2. “We want to make sure that Europe remains strong and prosperous and is capable of projecting its values, leading in the world, and defending itself from security threats. We want the United Kingdom, through a new deep and special partnership with a strong European Union, to play its full part in achieving these goals.”
3. “The United Kingdom wants to agree with the European Union a deep and special partnership that takes in both economic and security cooperation.”
4. “It is for these reasons that we want to be able to agree a deep and special partnership, taking in both economic and security cooperation, but it is also because we want to play our part in making sure that Europe remains strong and prosperous and able to lead in the world, projecting its values and defending itself from security threats.”
5. “We want to agree a deep and special partnership between the UK and the EU, taking in both economic and security cooperation.”
6. “As I have said, the Government of the United Kingdom wants to agree a deep and special partnership between the UK and the EU, taking in both economic and security cooperation.”
7. “Together, I know we are capable of reaching an agreement about the UK’s rights and obligations as a departing member state, while establishing a deep and special partnership that contributes towards the prosperity, security and global power of our continent.”

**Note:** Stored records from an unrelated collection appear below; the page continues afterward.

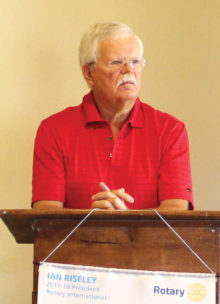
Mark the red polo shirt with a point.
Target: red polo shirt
(75, 150)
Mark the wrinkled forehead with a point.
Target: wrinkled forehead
(125, 47)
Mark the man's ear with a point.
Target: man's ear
(88, 74)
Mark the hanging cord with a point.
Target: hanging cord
(183, 241)
(64, 240)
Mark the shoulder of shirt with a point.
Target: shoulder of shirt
(158, 115)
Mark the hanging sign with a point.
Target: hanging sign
(65, 284)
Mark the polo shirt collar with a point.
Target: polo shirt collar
(92, 114)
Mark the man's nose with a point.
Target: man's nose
(128, 66)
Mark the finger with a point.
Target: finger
(117, 203)
(103, 204)
(123, 195)
(103, 195)
(103, 187)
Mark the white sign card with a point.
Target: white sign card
(65, 284)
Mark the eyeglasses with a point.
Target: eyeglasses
(118, 64)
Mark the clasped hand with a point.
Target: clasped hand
(111, 199)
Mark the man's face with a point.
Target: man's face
(106, 77)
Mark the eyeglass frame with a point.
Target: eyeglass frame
(120, 63)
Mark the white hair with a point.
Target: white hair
(88, 49)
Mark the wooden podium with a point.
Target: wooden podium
(120, 239)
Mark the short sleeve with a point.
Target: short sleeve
(175, 180)
(48, 166)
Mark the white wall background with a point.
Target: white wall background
(40, 75)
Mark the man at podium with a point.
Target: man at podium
(112, 151)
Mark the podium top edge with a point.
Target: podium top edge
(106, 214)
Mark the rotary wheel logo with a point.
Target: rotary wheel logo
(196, 292)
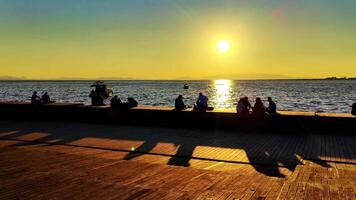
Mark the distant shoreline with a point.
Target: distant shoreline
(302, 79)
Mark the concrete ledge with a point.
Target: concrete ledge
(286, 121)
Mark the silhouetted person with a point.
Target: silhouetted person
(96, 99)
(131, 102)
(241, 108)
(115, 102)
(272, 108)
(259, 108)
(202, 103)
(179, 104)
(35, 99)
(247, 104)
(45, 98)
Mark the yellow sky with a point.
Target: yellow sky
(177, 43)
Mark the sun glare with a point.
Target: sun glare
(223, 46)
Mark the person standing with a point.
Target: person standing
(202, 102)
(45, 98)
(179, 104)
(35, 99)
(272, 108)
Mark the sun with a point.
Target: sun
(223, 46)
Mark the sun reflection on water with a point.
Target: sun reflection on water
(222, 93)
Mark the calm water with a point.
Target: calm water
(299, 95)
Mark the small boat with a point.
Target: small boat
(102, 89)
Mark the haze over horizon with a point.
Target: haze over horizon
(136, 39)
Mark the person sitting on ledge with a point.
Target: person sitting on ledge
(131, 102)
(259, 108)
(35, 99)
(179, 104)
(202, 103)
(45, 98)
(115, 102)
(241, 108)
(272, 108)
(96, 99)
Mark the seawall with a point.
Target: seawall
(285, 122)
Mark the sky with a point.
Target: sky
(163, 39)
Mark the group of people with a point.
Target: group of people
(243, 105)
(200, 105)
(96, 98)
(116, 103)
(37, 100)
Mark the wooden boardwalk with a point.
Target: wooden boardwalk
(81, 161)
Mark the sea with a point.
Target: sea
(334, 96)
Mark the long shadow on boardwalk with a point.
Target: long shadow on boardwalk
(265, 151)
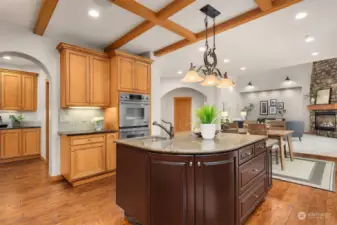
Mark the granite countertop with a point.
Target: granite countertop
(85, 132)
(188, 143)
(23, 127)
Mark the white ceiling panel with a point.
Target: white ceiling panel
(20, 12)
(192, 19)
(71, 22)
(271, 42)
(154, 5)
(151, 40)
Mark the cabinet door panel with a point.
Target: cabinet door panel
(111, 152)
(10, 144)
(99, 82)
(29, 87)
(216, 189)
(125, 75)
(172, 195)
(141, 77)
(10, 91)
(87, 160)
(30, 142)
(77, 79)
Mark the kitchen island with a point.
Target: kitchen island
(191, 181)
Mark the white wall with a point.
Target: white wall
(167, 103)
(300, 76)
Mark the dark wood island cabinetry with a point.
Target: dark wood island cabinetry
(159, 183)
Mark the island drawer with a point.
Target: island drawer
(246, 154)
(250, 170)
(82, 140)
(249, 200)
(260, 147)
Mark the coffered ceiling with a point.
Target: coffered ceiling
(273, 41)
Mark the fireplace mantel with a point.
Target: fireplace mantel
(322, 107)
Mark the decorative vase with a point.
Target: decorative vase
(312, 101)
(208, 131)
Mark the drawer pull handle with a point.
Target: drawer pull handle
(247, 154)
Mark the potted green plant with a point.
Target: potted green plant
(16, 121)
(208, 117)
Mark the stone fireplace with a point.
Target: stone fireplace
(325, 121)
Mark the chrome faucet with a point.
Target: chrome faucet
(169, 132)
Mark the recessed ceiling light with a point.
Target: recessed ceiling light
(309, 38)
(93, 13)
(301, 15)
(202, 49)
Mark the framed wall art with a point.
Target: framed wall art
(263, 107)
(273, 102)
(272, 110)
(323, 96)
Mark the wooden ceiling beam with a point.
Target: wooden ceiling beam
(163, 14)
(264, 5)
(45, 14)
(229, 24)
(148, 14)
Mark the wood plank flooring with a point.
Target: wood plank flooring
(27, 197)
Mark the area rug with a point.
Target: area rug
(309, 172)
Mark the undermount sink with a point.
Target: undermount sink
(154, 138)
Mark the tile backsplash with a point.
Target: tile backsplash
(78, 119)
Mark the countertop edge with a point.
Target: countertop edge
(177, 152)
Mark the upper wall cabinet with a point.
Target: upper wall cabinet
(131, 73)
(18, 90)
(85, 77)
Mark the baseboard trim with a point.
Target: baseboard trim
(19, 159)
(312, 156)
(92, 179)
(55, 178)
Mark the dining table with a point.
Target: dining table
(281, 135)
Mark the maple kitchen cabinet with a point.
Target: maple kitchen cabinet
(19, 144)
(85, 77)
(18, 90)
(87, 157)
(130, 73)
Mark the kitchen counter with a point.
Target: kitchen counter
(23, 127)
(188, 143)
(85, 132)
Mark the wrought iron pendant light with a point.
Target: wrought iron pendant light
(212, 75)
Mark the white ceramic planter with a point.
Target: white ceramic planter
(208, 131)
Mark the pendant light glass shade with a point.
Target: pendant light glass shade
(210, 80)
(225, 83)
(192, 77)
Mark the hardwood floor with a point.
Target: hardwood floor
(29, 198)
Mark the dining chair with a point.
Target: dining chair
(261, 129)
(278, 125)
(232, 128)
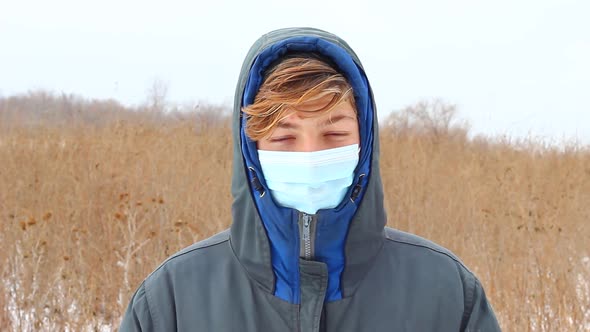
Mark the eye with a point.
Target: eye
(337, 134)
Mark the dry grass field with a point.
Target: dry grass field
(94, 196)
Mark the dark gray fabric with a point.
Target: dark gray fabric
(392, 281)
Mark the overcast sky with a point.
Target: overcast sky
(512, 67)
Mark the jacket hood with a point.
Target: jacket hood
(265, 236)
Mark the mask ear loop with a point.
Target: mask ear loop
(256, 183)
(357, 188)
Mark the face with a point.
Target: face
(304, 131)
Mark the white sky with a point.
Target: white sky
(513, 67)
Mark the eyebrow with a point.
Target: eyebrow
(327, 122)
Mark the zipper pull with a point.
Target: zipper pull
(307, 237)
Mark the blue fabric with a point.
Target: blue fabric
(333, 224)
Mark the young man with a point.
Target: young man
(308, 249)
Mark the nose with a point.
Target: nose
(310, 144)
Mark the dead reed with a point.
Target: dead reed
(87, 211)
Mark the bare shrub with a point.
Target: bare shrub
(90, 205)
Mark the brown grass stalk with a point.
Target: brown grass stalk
(89, 207)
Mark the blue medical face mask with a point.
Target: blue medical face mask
(309, 181)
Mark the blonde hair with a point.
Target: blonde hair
(296, 79)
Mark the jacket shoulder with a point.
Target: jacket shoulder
(478, 314)
(195, 249)
(420, 243)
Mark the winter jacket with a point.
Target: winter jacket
(355, 274)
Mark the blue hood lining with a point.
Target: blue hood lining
(280, 222)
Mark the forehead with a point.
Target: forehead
(315, 109)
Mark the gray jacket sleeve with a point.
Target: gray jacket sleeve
(137, 317)
(478, 315)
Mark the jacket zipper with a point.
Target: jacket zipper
(307, 236)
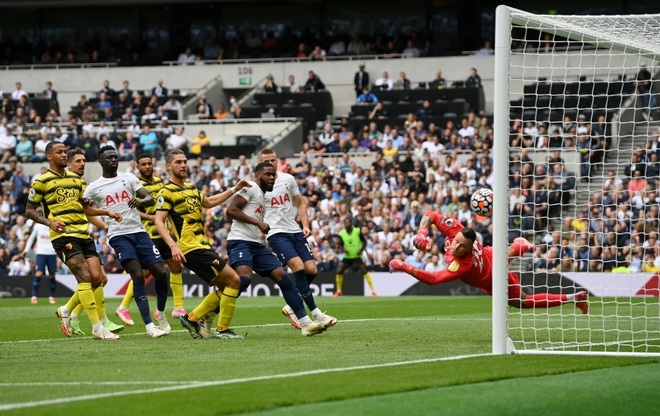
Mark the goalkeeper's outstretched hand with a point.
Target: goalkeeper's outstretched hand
(421, 242)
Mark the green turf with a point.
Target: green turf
(386, 356)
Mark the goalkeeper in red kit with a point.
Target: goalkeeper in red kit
(469, 261)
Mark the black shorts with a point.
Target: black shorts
(205, 263)
(67, 247)
(163, 248)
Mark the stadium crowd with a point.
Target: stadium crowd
(411, 167)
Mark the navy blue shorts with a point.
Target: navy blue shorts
(137, 246)
(47, 261)
(287, 246)
(255, 255)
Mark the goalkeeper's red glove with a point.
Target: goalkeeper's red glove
(421, 241)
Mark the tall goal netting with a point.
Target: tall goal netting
(577, 134)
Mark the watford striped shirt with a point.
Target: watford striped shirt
(184, 205)
(153, 188)
(60, 200)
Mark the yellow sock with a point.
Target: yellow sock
(77, 310)
(128, 297)
(227, 306)
(176, 284)
(99, 297)
(340, 281)
(86, 296)
(370, 282)
(74, 300)
(209, 303)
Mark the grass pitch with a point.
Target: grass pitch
(386, 356)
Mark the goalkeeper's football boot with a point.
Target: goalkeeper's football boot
(582, 301)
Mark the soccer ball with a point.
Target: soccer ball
(481, 202)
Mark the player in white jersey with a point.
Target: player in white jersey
(46, 258)
(247, 253)
(123, 193)
(287, 239)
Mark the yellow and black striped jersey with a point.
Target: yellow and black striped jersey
(153, 188)
(184, 204)
(60, 199)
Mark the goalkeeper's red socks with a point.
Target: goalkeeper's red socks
(544, 300)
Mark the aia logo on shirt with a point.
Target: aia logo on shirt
(112, 199)
(279, 200)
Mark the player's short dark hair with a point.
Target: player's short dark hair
(50, 145)
(261, 166)
(106, 149)
(469, 233)
(73, 152)
(172, 153)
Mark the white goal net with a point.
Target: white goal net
(579, 177)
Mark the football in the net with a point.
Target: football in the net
(481, 202)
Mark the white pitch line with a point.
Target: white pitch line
(341, 321)
(66, 400)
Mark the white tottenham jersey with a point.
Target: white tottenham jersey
(40, 233)
(255, 208)
(280, 210)
(113, 194)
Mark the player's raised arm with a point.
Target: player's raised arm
(218, 199)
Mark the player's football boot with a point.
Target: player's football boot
(65, 321)
(288, 312)
(191, 326)
(75, 327)
(125, 316)
(226, 334)
(178, 312)
(113, 327)
(104, 334)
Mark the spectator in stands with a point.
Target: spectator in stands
(18, 92)
(366, 98)
(172, 104)
(269, 85)
(199, 144)
(410, 51)
(186, 57)
(384, 83)
(292, 85)
(317, 54)
(378, 112)
(159, 90)
(177, 140)
(109, 92)
(403, 82)
(474, 80)
(149, 142)
(49, 92)
(438, 82)
(221, 112)
(314, 83)
(7, 145)
(355, 46)
(361, 80)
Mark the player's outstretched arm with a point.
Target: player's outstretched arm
(218, 199)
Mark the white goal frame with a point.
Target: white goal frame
(644, 44)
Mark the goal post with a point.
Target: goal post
(567, 104)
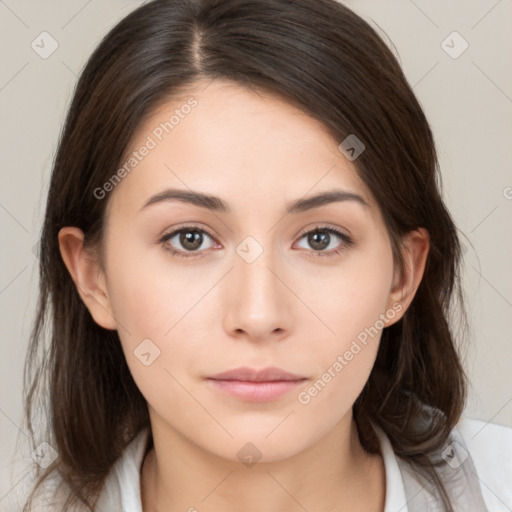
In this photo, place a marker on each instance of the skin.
(288, 308)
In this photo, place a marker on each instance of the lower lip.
(256, 391)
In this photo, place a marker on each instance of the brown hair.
(326, 60)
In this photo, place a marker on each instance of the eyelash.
(347, 241)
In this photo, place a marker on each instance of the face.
(196, 290)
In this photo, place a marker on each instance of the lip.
(252, 385)
(271, 373)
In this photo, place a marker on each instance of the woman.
(249, 271)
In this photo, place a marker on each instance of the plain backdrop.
(463, 81)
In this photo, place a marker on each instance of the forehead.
(221, 137)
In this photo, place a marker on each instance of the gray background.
(467, 99)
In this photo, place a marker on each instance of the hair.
(324, 59)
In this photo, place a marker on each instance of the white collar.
(122, 485)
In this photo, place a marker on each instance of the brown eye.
(188, 239)
(322, 237)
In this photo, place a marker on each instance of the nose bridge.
(258, 301)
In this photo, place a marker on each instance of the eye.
(321, 238)
(191, 239)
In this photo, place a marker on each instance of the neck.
(334, 474)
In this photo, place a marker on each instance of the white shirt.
(489, 446)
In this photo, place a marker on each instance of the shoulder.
(490, 448)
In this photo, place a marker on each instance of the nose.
(258, 301)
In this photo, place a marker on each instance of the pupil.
(319, 240)
(191, 239)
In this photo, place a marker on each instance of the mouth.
(252, 385)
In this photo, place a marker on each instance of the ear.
(87, 275)
(415, 247)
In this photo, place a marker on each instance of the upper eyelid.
(336, 231)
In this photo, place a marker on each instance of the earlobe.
(87, 276)
(416, 245)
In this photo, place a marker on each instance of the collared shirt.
(484, 448)
(488, 444)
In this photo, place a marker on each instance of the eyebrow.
(217, 204)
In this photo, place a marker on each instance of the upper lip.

We don’t know which civil servant or special advisor was responsible for drafting Mrs May’s letter but whoever was involved should have been fired on the spot. Those responsible seem to have thought they were drafting a PM speech, not an important international legal document.
We believe that the EU took one look at Mrs May’s letter and knew they had already won.
From the moment the Leave result was announced they had already resolved to punish the UK and set an example for any other countries which might consider the same move. Remember EU Commission President Jean-Claude Juncker on the morning after the result? “This will not be an amicable divorce”.
Mrs May’s appallingly verbose and grovelling letter set the landscape for the EU to increase its demands beyond what anyone internationally would have thought possible. With Mrs May and her Remainer team of civil servants the EU almost succeeded in this.
It was only the EU’s insane greed which caused them to come unstuck, when Parliament refused to ratify the surrender treaty which the EU were by then attempting to impose on the UK. Had the EU held back a little and moderated its wholly-unreasonable demands just slightly, we believe Parliament would have reluctantly passed the ‘deal’ and the EU would have succeeded in turning the UK into its first colony.